Frugal folks now made responsible for deepening of recession

Frugality fuels recession's vicious cycle, say government economists.

Even those whose jobs are safe are spending less, which holds down growth, say economists, governments and their psychologists

by Michael Smith (Veshengro)

Oh dear. What next?

Now, according to the governments and Quangos those of us who have decided to live with less impact on the Earth and who wish to live a more frugal lifestyle are to blame that the recession is continuing. It could not possible, I guess, have anything to do with the banks and other financial institutions that were greedy.

Many of those that are now heading down the frugal living lane – even if only in very low gear – are people who have not recently lost their jobs, for instance, nor are their jobs under immediate threat. Yet things are driving them to change their spending habits, and let's face it; we cannot ever spend our way out of a crisis.

Many have cut back on foreign holidays and instead take vacation at home, as in country as well as home as in home, on eating out, on expensive clothes, and other such. Others decide to lop of 50 bucks a month off their cable bill, eat out only on half-price days.

The frugality of those millions of Americans who still have their good jobs feed back on the economy, holding down growth and encouraging other worried workers to trim their spending - causing the whole vicious cycle to run another lap, according to some studies.

Oh dear! What they really mean that it is cutting into the profits of the companies and they, because they no longer make those profits, and it is only profits that count for most of them, will get rid off workers and blame everyone else for it.

Frugality and frugal living was once seen as a virtue as was saving. Nowadays, while some governments pay lip service to our need to save and such they say at the same time that we must go out and spend, spend, spend, our way out of the current crisis, the one they just call an economic downturn or a recession but which is more akin to the Great Depression.
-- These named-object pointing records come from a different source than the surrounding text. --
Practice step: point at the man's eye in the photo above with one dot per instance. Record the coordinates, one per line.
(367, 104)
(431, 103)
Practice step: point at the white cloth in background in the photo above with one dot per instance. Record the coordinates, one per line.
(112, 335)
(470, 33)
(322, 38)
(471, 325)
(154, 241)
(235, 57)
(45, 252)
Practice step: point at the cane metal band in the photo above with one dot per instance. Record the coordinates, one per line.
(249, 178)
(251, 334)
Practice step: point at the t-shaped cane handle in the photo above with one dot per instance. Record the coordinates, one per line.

This approach does not work, and neither does throwing ever more money at it and printing more of the same. Germany did that in the late 1920s and see where that led.

Economists say many still-flush consumers are handcuffed by psychological traps that cause them to tighten their purse strings even though economic hardship is not their reality. The economists do not, however, seem to appreciate that some people have decided to downsize because of costs that have begun to skyrocket, whether gas to power their car or the costs of heating and cooling their homes, etc. When prices rise, even though the job of the people themselves might not – as yet – be under threat, people will cut back, especially on the nonessentials of life.
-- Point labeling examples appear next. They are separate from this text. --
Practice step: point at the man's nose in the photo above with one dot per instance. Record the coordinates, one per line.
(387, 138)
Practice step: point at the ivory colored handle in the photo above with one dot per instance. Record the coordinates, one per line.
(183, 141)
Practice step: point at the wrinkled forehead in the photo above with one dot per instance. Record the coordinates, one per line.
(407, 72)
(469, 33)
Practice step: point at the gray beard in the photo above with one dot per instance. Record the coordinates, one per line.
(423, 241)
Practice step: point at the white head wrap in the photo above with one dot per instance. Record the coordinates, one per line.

Underscoring the crucial role that consumer psychology will play in turning around the economy, President Obama and Federal Reserve Chairman Ben S. Bernanke have both been on the hustings recently sounding notes of optimism. Only the people with brains, and it is most of those that do the downsizing and the becoming frugal, are not buying that.
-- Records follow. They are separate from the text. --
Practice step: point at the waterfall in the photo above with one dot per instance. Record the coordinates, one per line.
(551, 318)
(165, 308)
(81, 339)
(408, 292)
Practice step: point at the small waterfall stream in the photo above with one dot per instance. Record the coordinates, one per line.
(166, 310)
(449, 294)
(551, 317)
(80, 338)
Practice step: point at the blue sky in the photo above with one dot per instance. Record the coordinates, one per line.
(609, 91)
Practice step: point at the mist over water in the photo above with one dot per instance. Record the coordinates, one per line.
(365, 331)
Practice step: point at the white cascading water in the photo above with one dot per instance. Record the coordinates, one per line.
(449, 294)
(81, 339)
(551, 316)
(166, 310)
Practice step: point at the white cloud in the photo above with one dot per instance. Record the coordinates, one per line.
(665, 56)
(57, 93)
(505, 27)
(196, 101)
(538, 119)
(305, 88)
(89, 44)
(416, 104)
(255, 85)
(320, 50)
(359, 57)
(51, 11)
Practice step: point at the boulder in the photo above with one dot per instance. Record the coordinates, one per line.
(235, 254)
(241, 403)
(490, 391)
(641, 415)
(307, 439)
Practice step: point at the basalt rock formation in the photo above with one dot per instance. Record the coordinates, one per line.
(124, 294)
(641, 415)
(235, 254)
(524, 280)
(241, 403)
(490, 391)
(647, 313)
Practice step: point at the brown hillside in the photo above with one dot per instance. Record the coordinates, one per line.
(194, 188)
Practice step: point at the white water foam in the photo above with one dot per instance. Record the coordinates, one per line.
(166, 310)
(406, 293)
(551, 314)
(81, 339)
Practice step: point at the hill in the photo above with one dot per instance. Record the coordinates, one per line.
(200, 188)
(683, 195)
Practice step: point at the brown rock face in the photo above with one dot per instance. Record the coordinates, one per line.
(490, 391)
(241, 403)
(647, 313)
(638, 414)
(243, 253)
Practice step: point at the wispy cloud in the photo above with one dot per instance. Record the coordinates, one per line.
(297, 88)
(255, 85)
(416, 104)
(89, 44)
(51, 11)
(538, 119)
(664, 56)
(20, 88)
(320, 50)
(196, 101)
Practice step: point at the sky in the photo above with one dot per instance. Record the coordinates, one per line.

People in this higher echelon with good jobs began cutting back on the nonessentials when they heard stories of people losing their jobs left, right, and center and came to the conclusion “what if?, that is to say “what if my job is cut back as well?”

The majority of people with their brains in gear will not be looking at what the experts say. They will be looking for signals from the same people whose experiences caused them to fasten their purse strings to begin with. When someone they know actually finds a new job then, may they begin to relax and look at the economy with a different eye.

The governments may be employing psychologists even to investigate the phenomenon of people going frugal and have them look for a way to boost the people's confidence again, but as said, this is not going to happen unless people see that others are finding jobs again.

It would appear that the governments assume everyone to be a moron and that all of us will swallow, hook, line and sinker, what they are trying to tell.

When all the signs say that we are in a recession and more than likely in a depression then I would say that you could bet your life on it that we are, regardless of what they are telling us.

If it looks like a duck, walks like a duck and talks like a duck, chances are that it is a duck and not a black bear.

Now they, obviously, have to look for the villain of the peace somewhere else and it is now all those of us that decide of have decided a long time ago to live a more frugal or seriously frugal lifestyle. Someone has to take the blame and the frugal people are in line this time.